Мирошнев вытер лицо ладонью от нереальности. И дело даже не в том, что старик прям раритет какой-то. Тихо приходило осознание, что вот он есть, совершенно реальный, и с ним действительно ничего не сделаешь, потому что он… И Мирошнева больно резануло, он аж подскочил и навис над стариком:

– А я при таком раскладе, значит, фашист?

Он смотрел в глаза Сергея Владимировича и постепенно успокаивался. Не было в них ни вражды, ни ненависти, даже веселое что-то появилось. Сервал поднял палец:

– Заметьте… Не я это сказал…

И они оба захохотали, настолько точно был скопирован Велюров[1].

А дальше без слов понятно, что бутылочка из сейфа дождалась свободы. Только открыли, разлить было собрались, Юля с пирогами и чаем пожаловала от общего стола. Вроде причины отдельно в кабинете сидеть не осталось. Спустились к народу. Помянули раба божия Петра. Проводили гостей.
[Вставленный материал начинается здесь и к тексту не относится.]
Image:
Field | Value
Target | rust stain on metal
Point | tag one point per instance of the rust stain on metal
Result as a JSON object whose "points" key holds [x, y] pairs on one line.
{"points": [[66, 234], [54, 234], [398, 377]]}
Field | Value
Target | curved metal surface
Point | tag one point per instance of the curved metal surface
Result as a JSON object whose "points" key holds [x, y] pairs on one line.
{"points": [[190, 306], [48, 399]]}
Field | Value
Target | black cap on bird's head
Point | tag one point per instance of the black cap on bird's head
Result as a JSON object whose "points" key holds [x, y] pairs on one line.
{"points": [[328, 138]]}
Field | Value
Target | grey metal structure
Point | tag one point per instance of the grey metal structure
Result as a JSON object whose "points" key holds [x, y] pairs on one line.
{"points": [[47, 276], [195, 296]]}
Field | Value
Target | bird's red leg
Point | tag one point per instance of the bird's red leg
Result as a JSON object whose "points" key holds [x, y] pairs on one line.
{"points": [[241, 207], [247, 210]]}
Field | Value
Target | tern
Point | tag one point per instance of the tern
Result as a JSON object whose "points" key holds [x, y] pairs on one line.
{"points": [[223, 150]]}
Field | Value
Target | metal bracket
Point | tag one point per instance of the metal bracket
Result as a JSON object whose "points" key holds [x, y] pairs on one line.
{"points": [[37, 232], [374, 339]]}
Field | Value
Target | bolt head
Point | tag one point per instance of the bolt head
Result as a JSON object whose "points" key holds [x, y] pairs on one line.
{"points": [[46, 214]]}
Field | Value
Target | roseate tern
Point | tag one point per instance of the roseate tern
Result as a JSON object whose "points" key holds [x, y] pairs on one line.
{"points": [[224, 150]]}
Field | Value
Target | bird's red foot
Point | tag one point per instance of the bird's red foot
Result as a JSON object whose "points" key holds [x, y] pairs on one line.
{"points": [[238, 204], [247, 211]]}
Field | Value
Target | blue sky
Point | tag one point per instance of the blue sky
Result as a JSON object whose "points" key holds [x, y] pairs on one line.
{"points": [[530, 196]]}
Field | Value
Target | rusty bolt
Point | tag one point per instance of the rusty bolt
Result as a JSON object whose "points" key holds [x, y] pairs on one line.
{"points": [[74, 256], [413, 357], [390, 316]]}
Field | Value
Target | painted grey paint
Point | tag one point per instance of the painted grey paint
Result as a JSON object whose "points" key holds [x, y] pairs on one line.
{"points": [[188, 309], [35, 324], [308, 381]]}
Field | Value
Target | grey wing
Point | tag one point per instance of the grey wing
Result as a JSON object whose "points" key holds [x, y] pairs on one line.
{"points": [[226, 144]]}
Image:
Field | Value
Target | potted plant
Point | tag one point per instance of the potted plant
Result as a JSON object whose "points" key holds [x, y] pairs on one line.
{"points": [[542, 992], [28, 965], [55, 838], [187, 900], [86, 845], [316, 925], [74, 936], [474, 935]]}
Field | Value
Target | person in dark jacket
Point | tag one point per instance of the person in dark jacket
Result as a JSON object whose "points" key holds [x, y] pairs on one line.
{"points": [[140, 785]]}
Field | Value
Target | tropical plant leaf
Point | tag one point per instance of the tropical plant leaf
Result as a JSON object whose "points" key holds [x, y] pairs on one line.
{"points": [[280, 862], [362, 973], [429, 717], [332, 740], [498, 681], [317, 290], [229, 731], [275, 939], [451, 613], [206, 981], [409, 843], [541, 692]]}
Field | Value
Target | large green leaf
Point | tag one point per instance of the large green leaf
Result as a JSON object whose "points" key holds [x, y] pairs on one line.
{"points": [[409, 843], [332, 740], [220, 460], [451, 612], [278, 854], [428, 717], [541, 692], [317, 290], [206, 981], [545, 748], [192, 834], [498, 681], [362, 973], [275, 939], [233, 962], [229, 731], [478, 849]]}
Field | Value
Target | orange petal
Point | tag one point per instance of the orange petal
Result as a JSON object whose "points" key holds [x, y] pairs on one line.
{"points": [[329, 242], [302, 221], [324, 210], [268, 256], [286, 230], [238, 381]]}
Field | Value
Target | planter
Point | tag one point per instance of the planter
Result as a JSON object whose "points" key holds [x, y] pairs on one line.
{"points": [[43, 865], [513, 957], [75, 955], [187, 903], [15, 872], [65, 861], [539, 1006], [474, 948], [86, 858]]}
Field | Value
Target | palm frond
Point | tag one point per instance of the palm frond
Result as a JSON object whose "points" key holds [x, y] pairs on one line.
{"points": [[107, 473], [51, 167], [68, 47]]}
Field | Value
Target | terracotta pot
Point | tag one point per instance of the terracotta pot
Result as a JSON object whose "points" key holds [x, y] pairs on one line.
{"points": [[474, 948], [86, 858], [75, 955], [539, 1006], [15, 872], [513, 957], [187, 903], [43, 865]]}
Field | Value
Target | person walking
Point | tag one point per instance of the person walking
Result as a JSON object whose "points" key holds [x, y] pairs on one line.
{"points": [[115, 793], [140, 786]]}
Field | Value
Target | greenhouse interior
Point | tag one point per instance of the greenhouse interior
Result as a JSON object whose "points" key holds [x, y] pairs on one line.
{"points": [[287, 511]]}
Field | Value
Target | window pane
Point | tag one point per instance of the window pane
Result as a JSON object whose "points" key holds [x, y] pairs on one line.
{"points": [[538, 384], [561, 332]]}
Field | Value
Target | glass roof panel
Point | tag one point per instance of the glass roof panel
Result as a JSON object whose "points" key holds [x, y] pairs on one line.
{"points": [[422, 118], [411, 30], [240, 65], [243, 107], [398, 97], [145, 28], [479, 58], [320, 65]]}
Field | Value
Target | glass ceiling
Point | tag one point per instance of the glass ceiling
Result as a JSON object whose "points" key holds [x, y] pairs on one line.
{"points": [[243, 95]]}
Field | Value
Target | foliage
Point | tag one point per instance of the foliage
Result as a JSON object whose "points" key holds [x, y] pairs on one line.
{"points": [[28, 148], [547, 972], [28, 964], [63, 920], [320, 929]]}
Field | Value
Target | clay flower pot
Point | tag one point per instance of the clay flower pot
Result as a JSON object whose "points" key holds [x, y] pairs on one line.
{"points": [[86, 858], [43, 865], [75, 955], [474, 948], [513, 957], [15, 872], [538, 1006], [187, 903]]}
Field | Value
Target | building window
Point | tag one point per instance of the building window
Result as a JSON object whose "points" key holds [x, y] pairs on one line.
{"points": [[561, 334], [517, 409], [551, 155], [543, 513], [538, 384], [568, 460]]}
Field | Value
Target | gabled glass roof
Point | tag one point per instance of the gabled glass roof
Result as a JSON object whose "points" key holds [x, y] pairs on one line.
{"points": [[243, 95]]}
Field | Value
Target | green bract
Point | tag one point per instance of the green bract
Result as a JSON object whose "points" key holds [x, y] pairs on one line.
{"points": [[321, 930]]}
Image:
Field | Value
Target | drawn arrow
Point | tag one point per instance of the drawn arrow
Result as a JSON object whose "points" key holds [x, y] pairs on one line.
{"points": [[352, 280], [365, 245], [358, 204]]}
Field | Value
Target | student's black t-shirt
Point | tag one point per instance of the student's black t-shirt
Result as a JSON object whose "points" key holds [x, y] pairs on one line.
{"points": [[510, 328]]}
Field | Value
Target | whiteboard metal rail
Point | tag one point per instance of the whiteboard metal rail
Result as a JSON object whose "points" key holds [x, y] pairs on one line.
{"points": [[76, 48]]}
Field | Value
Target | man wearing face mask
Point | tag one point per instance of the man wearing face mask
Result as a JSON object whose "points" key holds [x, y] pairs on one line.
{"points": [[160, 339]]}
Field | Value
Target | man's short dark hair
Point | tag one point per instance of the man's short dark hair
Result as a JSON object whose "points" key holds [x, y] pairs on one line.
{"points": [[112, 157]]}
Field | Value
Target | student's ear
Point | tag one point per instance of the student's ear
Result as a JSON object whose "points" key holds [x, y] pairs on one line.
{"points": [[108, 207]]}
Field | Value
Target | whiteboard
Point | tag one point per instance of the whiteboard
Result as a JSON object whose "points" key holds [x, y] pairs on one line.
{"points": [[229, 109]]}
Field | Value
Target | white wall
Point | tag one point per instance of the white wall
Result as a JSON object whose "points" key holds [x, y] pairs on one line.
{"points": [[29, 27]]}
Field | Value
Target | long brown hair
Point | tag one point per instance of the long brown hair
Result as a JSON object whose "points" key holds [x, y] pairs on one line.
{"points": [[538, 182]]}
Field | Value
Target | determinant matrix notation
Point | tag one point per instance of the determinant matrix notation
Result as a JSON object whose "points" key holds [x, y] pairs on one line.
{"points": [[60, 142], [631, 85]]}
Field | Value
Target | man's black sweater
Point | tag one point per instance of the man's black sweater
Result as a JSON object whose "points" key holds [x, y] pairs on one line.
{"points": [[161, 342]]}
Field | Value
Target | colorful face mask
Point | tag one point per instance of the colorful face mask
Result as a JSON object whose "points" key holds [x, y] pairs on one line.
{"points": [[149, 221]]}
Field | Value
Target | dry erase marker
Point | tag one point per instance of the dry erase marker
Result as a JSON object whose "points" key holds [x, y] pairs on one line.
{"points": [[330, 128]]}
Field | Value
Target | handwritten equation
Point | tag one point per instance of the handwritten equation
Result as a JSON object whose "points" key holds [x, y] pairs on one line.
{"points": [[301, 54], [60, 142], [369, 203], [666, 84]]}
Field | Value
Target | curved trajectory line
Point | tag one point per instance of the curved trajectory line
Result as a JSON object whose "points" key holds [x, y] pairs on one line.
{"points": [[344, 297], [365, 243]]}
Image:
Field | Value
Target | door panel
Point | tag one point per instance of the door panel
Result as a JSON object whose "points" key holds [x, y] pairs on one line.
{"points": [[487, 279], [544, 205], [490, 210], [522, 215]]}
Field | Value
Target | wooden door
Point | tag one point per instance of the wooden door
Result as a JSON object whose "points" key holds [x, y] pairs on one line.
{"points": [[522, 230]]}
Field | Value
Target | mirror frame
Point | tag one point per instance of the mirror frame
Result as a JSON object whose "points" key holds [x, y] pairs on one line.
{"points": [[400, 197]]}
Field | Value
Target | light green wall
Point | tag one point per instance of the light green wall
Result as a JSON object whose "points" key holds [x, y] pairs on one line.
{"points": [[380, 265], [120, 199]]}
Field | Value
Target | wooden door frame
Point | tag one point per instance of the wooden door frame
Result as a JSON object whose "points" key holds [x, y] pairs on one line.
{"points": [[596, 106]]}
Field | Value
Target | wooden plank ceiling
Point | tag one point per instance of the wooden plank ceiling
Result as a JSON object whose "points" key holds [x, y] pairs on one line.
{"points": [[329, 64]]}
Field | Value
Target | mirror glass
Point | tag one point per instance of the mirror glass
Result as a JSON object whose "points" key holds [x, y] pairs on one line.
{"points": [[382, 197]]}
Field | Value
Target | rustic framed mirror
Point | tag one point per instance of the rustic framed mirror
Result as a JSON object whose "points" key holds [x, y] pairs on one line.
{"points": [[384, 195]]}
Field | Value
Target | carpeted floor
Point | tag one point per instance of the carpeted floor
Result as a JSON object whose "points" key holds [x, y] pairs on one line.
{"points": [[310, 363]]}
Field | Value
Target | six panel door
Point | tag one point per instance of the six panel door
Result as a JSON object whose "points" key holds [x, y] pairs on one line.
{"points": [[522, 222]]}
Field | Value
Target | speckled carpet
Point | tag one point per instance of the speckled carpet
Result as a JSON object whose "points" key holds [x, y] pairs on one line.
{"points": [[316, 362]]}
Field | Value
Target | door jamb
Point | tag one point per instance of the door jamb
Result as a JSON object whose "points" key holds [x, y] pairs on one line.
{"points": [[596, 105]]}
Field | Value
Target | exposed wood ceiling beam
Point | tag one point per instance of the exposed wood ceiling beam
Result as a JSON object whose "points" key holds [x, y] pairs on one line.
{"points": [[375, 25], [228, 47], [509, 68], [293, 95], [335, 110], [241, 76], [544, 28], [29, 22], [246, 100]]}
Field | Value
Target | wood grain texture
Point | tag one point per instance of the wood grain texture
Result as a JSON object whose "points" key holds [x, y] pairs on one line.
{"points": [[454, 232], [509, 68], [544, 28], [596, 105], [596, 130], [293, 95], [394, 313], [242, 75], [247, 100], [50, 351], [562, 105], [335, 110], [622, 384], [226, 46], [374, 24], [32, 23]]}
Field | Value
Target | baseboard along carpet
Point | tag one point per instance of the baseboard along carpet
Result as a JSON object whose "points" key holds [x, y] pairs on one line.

– Ну вы ж у меня алкашки, оказывается, – делано удивлялся Сервал, закрывая школу.

– А ты думал, с тобой, хрычом, не пьем, так и с главой фарт пропустим? – задорно подбоченилась Макариха.

– Да конечно! – всплеснула руками Юля. – Это ж у него карьера бы не сложилась: с Макарихой не пил!

Старушки захихикали, вспоминая, кто когда и по какому поводу последний раз пропустил рюмашечку. Шли по деревне, галдели, как школьницы, в который раз заново проговаривая сказанное в школе, передразнивая друг друга и подначивая Сервала. А он поспешал между ними, благостно улыбаясь: «Отбились, кажется, да и девкам моим месяца на два впечатлений хватит, хоть ворчать друг на друга не будут».